Costa Norte
Publicado em 20/08/2015, às 09h02 - Atualizado em 23/08/2020, às 14h41
As soluções para os acessos ao porto de Santos não surtirão o efeito desejado se os três entes da Federação (União, estado e municípios) não andarem em conjunto. Enquanto as prefeituras e o governo do estado já avançaram, é preciso que o governo federal participe de forma efetiva destas ações. Estas são algumas definições tomadas na audiência pública que debateu os projetos para o complexo portuário na terça-feira, 18, pela Comissão de Viação e Transportes da Câmara dos Deputados, em atendimento à solicitação do deputado João Paulo Papa (PSDB-SP).
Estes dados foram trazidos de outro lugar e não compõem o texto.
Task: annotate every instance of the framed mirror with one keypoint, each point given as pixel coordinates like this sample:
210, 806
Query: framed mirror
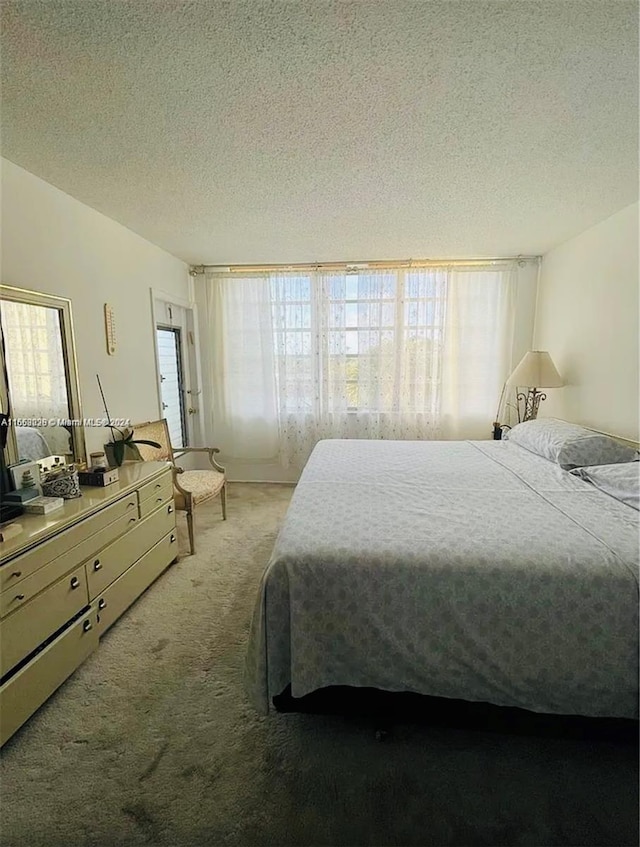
39, 377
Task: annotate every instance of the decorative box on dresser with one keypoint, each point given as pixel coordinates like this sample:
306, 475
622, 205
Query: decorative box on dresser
67, 576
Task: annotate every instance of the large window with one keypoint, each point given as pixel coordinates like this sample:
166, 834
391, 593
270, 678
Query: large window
359, 342
396, 352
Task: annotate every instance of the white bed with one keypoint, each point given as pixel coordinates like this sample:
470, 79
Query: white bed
472, 570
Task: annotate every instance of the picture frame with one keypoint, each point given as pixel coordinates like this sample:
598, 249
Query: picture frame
18, 470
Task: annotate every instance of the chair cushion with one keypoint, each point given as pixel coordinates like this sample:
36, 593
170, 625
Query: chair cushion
201, 484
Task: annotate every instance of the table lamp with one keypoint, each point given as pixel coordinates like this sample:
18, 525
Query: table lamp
536, 370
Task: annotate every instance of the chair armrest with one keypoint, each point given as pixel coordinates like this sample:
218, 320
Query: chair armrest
210, 450
176, 472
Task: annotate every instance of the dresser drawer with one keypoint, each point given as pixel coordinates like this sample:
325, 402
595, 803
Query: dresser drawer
24, 590
160, 485
23, 630
117, 557
35, 682
161, 493
72, 543
122, 593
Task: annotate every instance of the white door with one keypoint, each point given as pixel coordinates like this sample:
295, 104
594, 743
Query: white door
172, 383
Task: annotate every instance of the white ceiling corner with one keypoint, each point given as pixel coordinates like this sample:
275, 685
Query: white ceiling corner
261, 131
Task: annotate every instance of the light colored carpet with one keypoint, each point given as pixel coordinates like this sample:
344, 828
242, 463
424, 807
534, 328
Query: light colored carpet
152, 741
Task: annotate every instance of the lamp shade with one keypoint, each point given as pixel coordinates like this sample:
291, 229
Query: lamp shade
536, 370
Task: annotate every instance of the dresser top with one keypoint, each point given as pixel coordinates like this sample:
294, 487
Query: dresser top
28, 530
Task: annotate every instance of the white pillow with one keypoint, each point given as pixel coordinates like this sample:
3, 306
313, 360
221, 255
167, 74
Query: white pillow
569, 445
620, 481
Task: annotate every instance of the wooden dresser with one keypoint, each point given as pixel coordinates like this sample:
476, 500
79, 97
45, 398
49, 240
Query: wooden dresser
67, 576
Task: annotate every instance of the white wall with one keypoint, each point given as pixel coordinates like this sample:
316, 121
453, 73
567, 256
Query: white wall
55, 244
587, 318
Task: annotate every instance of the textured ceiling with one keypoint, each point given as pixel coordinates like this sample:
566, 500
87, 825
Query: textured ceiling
318, 130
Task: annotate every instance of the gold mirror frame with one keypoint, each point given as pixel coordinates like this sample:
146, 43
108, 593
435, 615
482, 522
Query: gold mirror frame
63, 306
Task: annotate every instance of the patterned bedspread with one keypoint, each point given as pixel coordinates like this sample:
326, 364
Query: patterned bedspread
473, 570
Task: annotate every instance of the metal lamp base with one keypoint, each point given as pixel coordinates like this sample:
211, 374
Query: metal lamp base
530, 402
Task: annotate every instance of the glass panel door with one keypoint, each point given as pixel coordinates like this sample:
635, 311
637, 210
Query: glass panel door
172, 384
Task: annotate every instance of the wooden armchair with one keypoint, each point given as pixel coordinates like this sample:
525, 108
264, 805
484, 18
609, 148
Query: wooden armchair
189, 487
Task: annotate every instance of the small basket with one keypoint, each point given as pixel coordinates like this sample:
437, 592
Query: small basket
64, 484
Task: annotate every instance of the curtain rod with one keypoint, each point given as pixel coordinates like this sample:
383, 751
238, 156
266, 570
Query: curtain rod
196, 270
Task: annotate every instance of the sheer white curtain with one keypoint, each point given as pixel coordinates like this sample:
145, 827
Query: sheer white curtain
478, 346
240, 366
410, 353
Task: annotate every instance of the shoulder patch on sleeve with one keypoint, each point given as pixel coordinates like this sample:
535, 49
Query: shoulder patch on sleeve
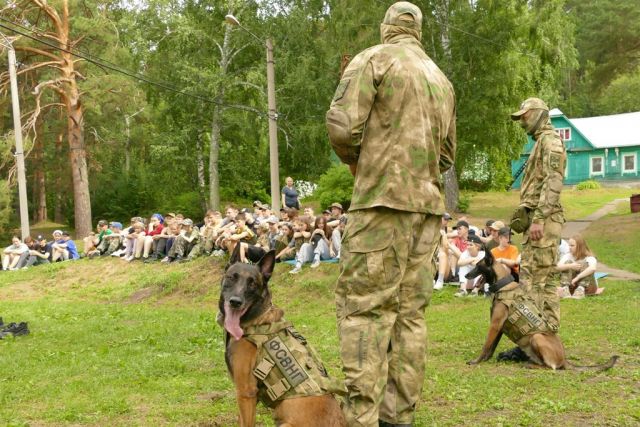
555, 160
341, 89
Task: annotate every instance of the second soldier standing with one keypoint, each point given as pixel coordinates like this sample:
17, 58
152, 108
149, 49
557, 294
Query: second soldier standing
392, 120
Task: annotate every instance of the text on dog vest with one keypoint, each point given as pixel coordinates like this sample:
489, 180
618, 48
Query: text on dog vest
286, 363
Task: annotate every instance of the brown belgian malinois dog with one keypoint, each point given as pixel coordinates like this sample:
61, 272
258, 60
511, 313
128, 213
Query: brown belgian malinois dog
245, 304
544, 349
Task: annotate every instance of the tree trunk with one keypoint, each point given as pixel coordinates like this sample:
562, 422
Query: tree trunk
79, 172
39, 190
451, 190
75, 126
58, 207
214, 155
200, 166
216, 122
127, 147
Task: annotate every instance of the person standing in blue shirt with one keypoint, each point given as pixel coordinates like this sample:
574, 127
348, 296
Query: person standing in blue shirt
290, 195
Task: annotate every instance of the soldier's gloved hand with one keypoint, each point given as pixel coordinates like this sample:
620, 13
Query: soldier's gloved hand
536, 231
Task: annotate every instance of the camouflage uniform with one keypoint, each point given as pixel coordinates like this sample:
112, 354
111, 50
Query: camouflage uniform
109, 244
540, 194
184, 249
393, 115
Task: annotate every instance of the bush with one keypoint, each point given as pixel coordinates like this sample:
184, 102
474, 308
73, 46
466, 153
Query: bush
335, 185
463, 203
588, 185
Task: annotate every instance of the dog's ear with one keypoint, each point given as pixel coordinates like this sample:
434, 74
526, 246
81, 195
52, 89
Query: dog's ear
266, 265
235, 256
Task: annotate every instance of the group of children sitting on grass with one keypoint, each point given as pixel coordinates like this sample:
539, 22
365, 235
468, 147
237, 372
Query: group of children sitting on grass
463, 245
170, 238
31, 252
298, 239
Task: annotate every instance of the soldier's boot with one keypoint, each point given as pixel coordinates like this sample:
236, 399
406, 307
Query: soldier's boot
514, 355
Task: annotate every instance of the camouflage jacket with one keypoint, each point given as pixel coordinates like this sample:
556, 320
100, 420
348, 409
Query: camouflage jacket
400, 114
543, 176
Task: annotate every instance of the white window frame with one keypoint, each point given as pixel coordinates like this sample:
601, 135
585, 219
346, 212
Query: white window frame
560, 131
624, 163
602, 165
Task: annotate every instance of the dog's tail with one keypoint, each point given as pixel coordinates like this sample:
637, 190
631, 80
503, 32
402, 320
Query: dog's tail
603, 367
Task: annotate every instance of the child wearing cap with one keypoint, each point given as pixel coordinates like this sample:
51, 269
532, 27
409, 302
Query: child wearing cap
467, 259
506, 253
14, 254
64, 249
154, 228
40, 253
577, 270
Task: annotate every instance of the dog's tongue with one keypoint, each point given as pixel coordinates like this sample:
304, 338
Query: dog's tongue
232, 321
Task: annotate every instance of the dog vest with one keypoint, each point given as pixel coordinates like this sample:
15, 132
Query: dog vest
286, 366
524, 317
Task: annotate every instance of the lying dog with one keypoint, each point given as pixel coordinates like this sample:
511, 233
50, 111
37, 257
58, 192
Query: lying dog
516, 315
267, 358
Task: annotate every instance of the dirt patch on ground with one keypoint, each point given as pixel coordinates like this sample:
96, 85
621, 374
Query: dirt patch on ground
143, 294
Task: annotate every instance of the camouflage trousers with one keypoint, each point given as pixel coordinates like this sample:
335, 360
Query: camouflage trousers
384, 286
181, 247
538, 269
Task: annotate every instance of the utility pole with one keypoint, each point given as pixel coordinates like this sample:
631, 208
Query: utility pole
273, 130
19, 153
273, 115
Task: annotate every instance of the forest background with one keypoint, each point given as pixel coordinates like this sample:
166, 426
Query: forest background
136, 106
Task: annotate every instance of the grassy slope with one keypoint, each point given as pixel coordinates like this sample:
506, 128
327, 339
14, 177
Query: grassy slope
615, 239
138, 345
577, 204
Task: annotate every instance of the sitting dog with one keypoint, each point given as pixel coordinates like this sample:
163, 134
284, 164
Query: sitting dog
267, 358
516, 315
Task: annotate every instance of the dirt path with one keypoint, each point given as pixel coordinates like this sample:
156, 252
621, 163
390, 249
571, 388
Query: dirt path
573, 227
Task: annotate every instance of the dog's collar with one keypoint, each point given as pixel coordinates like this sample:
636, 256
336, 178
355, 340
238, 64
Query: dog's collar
495, 287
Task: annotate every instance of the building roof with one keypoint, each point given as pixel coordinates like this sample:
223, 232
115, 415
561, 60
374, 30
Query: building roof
618, 130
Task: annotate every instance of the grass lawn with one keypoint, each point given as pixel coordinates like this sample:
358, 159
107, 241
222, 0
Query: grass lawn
121, 345
116, 344
577, 204
615, 239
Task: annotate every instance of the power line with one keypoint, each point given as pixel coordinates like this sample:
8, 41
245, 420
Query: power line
113, 67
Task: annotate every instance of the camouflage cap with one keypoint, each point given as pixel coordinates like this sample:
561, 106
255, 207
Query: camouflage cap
497, 225
396, 15
529, 104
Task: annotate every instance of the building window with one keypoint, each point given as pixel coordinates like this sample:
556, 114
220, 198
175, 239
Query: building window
564, 133
629, 163
597, 166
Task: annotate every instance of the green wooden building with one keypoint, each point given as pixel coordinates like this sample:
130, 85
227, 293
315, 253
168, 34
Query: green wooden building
605, 148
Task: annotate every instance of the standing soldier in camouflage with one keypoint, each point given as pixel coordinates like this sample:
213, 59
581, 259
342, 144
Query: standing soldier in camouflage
540, 204
392, 120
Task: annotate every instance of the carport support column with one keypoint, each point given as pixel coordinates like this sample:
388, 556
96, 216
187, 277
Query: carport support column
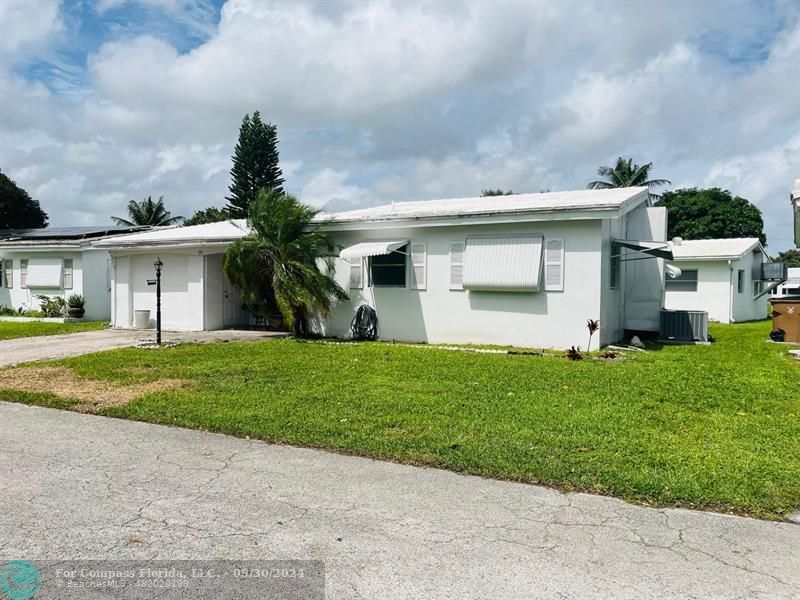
158, 264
Além disso, o ministro da Secretaria Especial de Portos Edinho Araújo defendeu que as próximas licitações de áreas portuárias sejam baseadas em um maior valor de outorga – quando os arrendatários oferecem o maior lance – e que estes recursos sejam destinados exclusivamente para ações de infraestrutura. “É um pleito do setor portuário”.
O deputado Papa ressaltou que este é um caminho interessante e pode ser apoiado pela Câmara dos Deputados. “Os investimentos irão direto para os portos onde essas concessões forem feitas, o que pode resultar em novos recursos para complexos portuários como o de Santos. A Comissão apoiará ações deste tipo”, frisou.
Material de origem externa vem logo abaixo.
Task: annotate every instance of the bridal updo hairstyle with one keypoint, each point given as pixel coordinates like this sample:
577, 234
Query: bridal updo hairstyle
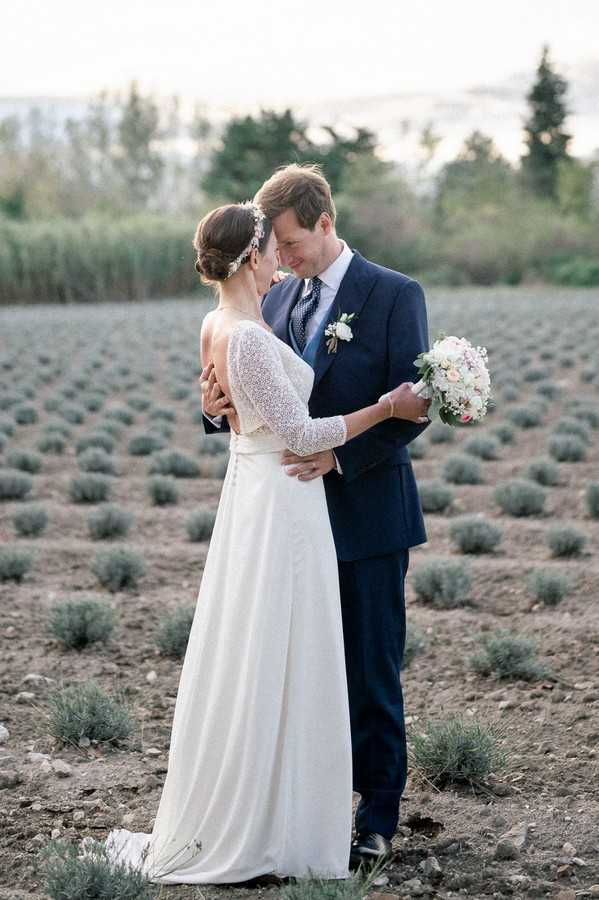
221, 236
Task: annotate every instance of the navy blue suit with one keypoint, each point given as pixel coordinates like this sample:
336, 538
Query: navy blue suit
374, 510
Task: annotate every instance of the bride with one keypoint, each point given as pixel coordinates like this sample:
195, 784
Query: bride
259, 771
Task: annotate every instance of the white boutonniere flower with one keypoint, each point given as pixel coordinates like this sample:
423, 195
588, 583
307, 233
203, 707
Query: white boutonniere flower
339, 330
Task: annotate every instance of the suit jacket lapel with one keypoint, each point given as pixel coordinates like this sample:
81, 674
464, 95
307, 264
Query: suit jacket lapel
351, 297
290, 291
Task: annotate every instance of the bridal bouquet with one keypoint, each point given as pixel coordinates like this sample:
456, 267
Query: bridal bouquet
455, 377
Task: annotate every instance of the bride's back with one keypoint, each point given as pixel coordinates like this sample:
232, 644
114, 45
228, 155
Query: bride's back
216, 330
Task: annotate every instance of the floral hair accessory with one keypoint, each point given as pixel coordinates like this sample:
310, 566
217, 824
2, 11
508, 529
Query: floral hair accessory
256, 237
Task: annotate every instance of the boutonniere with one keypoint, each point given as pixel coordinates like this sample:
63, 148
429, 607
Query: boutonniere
339, 330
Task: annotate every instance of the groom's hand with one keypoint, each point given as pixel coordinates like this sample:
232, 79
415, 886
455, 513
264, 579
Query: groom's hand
214, 401
308, 467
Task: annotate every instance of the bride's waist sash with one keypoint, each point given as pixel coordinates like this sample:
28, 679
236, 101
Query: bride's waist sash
259, 442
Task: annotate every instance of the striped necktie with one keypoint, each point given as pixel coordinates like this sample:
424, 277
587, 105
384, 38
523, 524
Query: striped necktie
303, 311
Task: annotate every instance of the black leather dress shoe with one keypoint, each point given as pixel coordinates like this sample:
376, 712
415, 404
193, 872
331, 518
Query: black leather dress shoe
368, 848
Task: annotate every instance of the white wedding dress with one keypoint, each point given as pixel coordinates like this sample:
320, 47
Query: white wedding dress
259, 769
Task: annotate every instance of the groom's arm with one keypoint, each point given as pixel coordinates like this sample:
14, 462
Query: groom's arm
407, 336
218, 425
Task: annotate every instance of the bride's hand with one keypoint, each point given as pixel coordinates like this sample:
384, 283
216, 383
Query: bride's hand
405, 404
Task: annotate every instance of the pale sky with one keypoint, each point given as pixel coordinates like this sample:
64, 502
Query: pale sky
242, 52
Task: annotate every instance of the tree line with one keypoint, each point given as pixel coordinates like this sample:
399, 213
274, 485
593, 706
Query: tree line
479, 219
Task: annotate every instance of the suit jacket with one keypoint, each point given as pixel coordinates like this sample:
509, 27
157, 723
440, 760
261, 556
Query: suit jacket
374, 505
Participaram do ato, além do ministro e do deputado Papa, o secretário de Transportes e Logística do Estado de São Paulo Duarte Nogueira; os prefeitos de Santos Paulo Alexandre Barbosa, e do Guarujá Maria Antonieta de Brito; de parlamentares de diversas regiões do país, secretários municipais, técnicos e empresários.
Desafios
Edinho Araújo reconheceu que um dos grandes desafios da pasta é conciliar o aumento da capacidade do complexo portuário, que bate recordes de movimentação, com os investimentos nos acessos rodoviários e ferroviários. “Ficou claro para o governo federal a importância de se investir nas obras do porto de Santos. Temos a exata consciência do quanto elas são importantes”. O titular da SEP detalhou os projetos da pasta e ações logísticas, como o agendamento de cargas e o Porto sem Papel - ações que podem contribuir com a melhora do fluxo. “Em 2030, movimentaremos 175 milhões de toneladas. Temos que nos preparar”.
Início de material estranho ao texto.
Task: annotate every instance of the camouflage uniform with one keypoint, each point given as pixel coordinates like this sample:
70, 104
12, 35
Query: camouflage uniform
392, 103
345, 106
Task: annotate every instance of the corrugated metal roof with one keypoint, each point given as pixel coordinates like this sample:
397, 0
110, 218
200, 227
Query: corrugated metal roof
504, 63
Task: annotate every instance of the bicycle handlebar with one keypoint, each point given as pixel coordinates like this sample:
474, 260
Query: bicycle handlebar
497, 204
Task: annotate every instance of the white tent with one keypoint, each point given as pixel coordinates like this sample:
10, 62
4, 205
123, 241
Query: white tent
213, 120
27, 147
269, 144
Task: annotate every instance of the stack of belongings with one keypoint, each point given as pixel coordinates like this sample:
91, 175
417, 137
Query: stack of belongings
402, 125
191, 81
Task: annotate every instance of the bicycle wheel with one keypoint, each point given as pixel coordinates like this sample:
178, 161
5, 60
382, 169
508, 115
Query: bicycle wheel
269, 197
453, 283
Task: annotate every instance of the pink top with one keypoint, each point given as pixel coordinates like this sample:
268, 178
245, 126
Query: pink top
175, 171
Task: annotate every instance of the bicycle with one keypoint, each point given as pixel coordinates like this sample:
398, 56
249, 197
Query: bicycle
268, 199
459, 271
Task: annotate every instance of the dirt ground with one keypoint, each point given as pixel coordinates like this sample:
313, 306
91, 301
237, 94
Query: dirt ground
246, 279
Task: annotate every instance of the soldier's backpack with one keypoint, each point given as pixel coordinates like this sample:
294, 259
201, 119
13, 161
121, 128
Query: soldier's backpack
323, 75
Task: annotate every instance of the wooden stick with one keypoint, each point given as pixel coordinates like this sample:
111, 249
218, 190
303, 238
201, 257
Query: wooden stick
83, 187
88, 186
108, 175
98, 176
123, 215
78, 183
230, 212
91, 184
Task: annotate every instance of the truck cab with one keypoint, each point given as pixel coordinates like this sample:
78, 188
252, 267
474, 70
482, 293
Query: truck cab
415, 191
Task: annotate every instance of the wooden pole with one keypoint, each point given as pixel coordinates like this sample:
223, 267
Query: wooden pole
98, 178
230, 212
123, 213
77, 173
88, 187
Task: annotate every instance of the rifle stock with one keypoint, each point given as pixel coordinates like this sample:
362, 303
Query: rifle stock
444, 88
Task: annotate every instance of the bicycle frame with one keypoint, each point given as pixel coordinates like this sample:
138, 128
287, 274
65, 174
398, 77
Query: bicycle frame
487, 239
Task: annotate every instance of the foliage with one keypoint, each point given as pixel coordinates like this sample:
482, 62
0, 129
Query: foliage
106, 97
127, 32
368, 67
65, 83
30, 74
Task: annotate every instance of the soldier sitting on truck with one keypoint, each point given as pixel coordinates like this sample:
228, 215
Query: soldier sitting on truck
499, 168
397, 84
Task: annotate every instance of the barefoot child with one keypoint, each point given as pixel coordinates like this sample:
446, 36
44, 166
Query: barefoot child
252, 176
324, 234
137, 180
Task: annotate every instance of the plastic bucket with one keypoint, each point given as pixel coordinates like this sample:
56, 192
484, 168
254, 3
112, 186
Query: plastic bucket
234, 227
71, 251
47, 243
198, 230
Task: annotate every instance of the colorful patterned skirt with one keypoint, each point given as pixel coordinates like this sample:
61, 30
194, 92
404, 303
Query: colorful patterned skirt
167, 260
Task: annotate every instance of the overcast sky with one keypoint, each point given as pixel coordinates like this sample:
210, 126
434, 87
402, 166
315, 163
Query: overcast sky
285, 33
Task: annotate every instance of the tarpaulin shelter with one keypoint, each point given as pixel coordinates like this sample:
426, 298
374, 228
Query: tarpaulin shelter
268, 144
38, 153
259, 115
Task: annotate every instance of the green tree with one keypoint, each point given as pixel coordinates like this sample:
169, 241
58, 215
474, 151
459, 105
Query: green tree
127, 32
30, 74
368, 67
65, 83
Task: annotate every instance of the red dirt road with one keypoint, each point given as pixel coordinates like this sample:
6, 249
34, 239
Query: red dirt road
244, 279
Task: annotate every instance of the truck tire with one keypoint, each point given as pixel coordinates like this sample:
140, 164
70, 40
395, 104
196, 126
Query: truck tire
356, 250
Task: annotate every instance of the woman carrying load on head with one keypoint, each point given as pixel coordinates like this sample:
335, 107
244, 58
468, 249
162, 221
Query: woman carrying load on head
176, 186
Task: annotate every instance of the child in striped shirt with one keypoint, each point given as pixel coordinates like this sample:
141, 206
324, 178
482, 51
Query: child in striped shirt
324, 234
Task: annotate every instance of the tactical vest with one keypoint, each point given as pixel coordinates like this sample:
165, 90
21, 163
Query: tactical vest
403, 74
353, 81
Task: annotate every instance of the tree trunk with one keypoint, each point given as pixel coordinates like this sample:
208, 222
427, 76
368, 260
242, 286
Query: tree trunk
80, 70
O prefeito de Santos Paulo Alexandre Barbosa fez a apresentação do conjunto de obras planejadas para a entrada de Santos. O valor das intervenções está orçado em aproximadamente R$ 700 milhões, e o município já buscou recursos para iniciar as ações que são de sua responsabilidade. “Em um momento de crise, estes investimentos são precisos, pois aumentam a produtividade de porto e alavancam a economia brasileira. Estas obras são fundamentais para Santos e a união entre estado, município e governo federal é importante para avançarmos”.
Já o secretário de Logística e Transportes de São Paulo Duarte Nogueira frisou que a Dersa foi a responsável pelos projetos básicos e executivos para as obras na entrada de Santos e na rodovia Anchieta. “Isso começou enquanto o deputado Papa era prefeito de Santos e continuou no mandato do Paulo Alexandre”. Além de detalhar quais ações o estado tomará, Nogueira solicitou que o governo federal crie um plano de contingência, para casos de acidentes como o incêndio do último mês de abril em um terminal na Alemoa.
A prefeita do Guarujá Maria Antonieta de Brito também apresentou as propostas para a fase dois da avenida perimetral, em Vicente de Carvalho, além do projeto do Aeroporto Civil Metropolitano. “Algumas intervenções estão paradas por falta de recursos”, lembrou, pedindo o apoio dos parlamentares.
Balanço
De acordo com Papa, o encontro desta terça-feira serviu para estimular o trabalho em conjunto com as três esferas. “É fundamental ouvir todos os envolvidos para estimularmos decisões práticas. Neste momento de crise econômica, devemos fazer uma análise muito criteriosa dos cortes do orçamento, e não algo linear. E ficou definido que os investimentos no porto de Santos são prioritários e estratégicos, pois não são apenas obras com apelo local, e sim, fundamentais para a economia do país”.
Segundo o parlamentar, a Comissão apresentará um relatório sobre as atividades realizadas, com alternativas e sugestões de ações com o objetivo de estimular as obras dos novos acessos ao porto de Santos.